According to Google’s website, the Glass is meant for you to do anything you can do on your phone but instead on a special pair of glasses with a screen in the corner showing the wearer what he’s doing. It’s activated by saying “OK glass,” and then making a command such as “take a picture,” or “what’s hello in Japanese?”
At face value, it seems like a copy of the Voice Search software released last year but in glasses rather than directly on a phone. Google Inc (NASDAQ:GOOG)’s tutorial shows users doing a wide range of activities with the glasses, ranging from blowing out birthday candles to skydiving, in an effort to show that the glasses are not only for everybody but can go places phones can’t — its key selling point.
A less-biased demonstration came on CNBC courtesy of Mashable editor-in-chief Lance Ulanoff. He gave a live demonstration that mostly shows what Google wants viewers to know about the product. To turn Google Glass off and on, you could tap the glasses or nod your head. Automatically my thoughts turned to a future of being on a subway and seeing everybody on the train acting like bobble-head dolls trying to turn their phones on and off, or wildly thumping their glasses.

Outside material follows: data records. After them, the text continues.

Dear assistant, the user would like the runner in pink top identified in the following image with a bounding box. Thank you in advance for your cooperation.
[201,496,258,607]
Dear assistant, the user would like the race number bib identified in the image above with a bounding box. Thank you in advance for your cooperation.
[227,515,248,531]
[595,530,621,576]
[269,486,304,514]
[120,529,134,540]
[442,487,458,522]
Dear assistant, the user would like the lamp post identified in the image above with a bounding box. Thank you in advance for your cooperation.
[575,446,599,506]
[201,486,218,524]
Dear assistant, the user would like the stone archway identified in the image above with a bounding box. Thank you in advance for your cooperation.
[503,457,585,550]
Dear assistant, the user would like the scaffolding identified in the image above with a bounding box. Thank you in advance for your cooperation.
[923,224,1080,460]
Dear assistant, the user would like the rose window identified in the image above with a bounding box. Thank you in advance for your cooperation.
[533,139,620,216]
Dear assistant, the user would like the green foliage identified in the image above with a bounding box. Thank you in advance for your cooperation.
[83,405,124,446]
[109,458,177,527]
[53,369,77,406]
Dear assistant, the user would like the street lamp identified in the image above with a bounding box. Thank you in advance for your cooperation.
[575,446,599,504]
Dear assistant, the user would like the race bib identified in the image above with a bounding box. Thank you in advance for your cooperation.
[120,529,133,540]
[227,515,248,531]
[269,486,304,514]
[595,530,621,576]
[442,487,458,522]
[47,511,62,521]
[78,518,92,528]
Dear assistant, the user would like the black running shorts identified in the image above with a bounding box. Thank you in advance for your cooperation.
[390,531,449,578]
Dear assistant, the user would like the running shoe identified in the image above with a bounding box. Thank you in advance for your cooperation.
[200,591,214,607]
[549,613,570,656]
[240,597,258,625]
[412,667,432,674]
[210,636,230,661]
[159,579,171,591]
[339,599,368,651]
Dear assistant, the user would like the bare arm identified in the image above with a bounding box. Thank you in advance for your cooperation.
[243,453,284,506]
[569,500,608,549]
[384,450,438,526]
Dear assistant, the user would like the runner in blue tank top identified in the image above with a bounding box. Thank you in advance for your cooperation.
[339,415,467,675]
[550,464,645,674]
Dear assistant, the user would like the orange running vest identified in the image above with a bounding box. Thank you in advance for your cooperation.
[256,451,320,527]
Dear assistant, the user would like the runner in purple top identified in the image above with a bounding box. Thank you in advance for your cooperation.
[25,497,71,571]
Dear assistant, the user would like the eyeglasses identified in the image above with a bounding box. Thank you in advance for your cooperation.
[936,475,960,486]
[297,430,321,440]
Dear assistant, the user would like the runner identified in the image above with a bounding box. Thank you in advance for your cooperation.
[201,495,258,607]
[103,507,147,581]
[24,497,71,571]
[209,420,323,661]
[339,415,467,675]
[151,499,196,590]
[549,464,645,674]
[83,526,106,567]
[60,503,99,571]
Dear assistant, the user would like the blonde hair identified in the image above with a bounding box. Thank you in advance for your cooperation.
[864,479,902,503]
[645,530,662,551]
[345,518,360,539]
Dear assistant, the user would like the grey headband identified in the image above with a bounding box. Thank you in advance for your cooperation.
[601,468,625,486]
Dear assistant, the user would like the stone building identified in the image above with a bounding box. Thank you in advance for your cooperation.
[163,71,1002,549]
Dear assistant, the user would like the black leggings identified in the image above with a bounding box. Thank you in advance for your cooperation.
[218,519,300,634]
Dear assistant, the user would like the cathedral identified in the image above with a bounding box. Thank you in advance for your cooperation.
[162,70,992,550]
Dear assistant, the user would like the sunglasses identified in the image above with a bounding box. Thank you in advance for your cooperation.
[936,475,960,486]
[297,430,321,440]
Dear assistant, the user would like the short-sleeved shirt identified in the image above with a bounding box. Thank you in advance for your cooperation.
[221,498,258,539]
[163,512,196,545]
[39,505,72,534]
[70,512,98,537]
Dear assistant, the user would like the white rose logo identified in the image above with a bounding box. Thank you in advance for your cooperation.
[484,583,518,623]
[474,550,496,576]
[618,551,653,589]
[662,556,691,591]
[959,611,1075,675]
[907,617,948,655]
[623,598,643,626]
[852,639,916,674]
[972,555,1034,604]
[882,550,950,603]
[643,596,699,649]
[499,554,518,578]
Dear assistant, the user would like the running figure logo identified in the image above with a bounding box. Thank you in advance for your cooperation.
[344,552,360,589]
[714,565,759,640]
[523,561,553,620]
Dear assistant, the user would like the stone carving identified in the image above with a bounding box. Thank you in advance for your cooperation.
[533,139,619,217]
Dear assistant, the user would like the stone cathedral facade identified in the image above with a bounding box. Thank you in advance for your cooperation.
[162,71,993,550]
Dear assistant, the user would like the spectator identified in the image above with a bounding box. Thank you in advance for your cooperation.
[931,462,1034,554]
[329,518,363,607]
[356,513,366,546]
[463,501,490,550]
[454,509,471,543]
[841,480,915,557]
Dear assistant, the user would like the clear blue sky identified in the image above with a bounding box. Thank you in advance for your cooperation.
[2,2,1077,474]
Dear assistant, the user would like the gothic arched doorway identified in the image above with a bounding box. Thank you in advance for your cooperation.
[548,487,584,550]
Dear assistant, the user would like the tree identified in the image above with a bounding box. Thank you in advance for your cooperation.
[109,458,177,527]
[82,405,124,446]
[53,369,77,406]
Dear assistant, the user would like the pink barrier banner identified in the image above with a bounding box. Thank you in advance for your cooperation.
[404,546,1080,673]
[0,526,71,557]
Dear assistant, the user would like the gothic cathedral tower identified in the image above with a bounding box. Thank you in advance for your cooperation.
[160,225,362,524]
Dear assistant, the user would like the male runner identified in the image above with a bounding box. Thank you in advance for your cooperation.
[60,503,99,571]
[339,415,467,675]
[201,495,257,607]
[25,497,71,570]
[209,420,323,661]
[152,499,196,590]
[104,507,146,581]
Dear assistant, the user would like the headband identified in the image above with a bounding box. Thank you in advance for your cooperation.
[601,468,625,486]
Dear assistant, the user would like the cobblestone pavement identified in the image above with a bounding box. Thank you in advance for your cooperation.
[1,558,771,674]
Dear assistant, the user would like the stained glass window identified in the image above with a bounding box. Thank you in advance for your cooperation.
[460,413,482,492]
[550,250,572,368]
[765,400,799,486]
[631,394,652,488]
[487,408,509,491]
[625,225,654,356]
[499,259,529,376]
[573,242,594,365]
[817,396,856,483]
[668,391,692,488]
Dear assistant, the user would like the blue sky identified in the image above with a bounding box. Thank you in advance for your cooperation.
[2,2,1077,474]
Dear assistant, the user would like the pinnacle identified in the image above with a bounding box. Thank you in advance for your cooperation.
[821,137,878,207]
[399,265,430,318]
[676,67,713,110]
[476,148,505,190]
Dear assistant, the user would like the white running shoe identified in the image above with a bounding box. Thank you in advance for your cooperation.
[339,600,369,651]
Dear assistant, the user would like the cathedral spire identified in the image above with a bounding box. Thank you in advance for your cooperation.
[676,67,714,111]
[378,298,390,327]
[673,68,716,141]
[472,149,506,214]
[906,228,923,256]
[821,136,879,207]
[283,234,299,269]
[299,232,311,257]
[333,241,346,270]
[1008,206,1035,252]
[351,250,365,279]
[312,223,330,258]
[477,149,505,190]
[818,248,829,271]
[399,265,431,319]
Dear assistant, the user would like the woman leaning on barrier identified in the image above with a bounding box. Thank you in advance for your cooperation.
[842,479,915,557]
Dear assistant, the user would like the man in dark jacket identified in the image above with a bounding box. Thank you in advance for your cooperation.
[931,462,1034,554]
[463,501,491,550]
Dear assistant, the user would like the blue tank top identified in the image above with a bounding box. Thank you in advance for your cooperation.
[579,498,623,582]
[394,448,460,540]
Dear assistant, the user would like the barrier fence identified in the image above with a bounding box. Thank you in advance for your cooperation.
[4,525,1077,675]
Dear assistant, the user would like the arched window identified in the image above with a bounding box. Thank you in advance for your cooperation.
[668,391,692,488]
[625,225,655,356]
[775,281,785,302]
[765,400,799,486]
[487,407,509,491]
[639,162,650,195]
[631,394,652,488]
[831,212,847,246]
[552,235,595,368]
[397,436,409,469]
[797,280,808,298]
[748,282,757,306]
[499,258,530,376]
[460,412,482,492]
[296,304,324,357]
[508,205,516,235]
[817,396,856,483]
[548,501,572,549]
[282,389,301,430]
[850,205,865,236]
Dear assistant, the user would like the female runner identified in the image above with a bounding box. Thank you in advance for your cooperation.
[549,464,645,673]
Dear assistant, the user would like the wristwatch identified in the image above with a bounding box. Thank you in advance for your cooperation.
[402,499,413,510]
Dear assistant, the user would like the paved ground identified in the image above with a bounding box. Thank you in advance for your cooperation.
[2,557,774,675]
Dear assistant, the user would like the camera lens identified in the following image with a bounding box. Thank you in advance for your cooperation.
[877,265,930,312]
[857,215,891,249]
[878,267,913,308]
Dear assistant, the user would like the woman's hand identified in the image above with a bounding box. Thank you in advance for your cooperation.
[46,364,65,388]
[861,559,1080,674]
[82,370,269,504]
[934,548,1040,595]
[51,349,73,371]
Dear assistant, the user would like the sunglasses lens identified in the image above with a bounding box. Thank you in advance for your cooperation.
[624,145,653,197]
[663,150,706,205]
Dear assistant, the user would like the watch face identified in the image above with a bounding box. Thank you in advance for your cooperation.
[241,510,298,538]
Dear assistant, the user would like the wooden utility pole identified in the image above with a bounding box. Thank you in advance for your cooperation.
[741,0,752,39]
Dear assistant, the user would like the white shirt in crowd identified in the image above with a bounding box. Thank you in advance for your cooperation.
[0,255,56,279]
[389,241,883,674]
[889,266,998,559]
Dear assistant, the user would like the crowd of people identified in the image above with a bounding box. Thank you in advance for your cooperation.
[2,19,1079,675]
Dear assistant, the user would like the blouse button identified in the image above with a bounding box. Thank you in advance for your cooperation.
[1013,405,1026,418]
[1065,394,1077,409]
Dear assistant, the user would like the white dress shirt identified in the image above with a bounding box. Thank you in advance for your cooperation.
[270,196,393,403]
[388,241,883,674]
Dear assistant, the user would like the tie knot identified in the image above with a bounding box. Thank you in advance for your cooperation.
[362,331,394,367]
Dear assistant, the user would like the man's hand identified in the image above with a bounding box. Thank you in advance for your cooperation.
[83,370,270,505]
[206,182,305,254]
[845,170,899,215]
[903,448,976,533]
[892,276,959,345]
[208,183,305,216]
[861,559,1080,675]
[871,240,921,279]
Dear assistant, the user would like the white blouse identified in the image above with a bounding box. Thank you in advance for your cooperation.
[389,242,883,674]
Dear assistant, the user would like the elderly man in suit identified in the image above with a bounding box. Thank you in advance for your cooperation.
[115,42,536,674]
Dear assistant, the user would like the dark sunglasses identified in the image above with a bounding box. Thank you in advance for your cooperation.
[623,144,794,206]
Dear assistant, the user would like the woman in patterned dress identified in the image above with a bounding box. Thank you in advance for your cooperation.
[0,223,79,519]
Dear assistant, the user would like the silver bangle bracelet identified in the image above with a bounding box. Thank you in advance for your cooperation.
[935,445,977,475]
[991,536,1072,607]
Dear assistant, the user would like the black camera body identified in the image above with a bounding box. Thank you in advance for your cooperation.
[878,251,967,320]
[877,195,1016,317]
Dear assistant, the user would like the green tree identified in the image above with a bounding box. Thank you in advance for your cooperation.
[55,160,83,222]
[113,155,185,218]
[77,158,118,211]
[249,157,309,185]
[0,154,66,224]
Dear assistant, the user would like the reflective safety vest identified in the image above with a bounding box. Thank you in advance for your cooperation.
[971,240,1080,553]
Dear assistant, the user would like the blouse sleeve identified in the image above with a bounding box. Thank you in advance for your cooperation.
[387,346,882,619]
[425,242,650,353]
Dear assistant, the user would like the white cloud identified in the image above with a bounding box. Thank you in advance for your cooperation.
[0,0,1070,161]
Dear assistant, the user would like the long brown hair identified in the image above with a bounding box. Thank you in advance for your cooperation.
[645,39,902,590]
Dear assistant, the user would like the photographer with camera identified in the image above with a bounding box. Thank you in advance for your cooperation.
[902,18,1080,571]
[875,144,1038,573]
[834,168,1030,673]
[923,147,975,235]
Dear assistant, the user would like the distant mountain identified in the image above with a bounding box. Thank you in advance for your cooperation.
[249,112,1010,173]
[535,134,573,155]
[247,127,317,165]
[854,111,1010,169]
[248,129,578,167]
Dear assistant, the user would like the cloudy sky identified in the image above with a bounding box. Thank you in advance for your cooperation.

This is a recurring problem I’ve noticed with new technological advances, such as voice commands for phones (like Apple Inc. (NASDAQ:AAPL)’s Siri), and motion control for video games (Microsoft Corporation (NASDAQ:MSFT)’s Kinect). When everything is on point, it’s awesome, but when it’s even a little off, the user looks ridiculous. I can see this problem with the Glass as well: when it works, it’s a brilliant device, but it comes with wearing very visible hardware and requires head-jerking movements to get it to function.
What came to mind after learning of this new Google Inc (NASDAQ:GOOG) product was not the long list of Google’s successes, like Google Drive and the Android. Instead, it was the list of other devices and companies that were to be considered “the future” but became nothing more than recurring punch lines. One example is Sirius XM Radio Inc (NASDAQ:SIRI)‘s satellite offering, which was supposed to be the next big thing in radio in 2001. You can listen to any radio station in a specific genre from sports to music to news wherever you are. It never lived up to the billing, and certainly never grew big enough for two market players, Sirius and XM, fighting over a shrinking number of customers. The two were forced to merge to save face, and Sirius XM Radio Inc (NASDAQ:SIRI)’ stock, once peaking at $60 per share, plunged to $0.05 per share, before rebounding after 2009 to around $3.14 per share more recently.
The idea of a portable satellite radio sounded revolutionary, but in the era of compatibility having a bulky device in addition to your phone and (later) your music player made little sense. This is why Sirius XM Radio Inc (NASDAQ:SIRI) isn’t a bad investment for those looking for a nice cheap stock with upward forecasts, but there won’t be people beating a path to the door to buy it, either.
It’s now even tougher for satellite radio to compete with companies like Pandora Media Inc (NYSE:P) that not only offer their services for free, but are able to sell ad space as well. Sirius is projected to hit over 25 million subscribers by the end of 2013, which is decent enough for news services on the go, but it’s no match for more than 200 million Pandora subscribers. With news now moving to apps and tablet devices, Sirius XM Radio Inc (NASDAQ:SIRI) has to find another niche to maintain any sort of relevancy (if it has any left).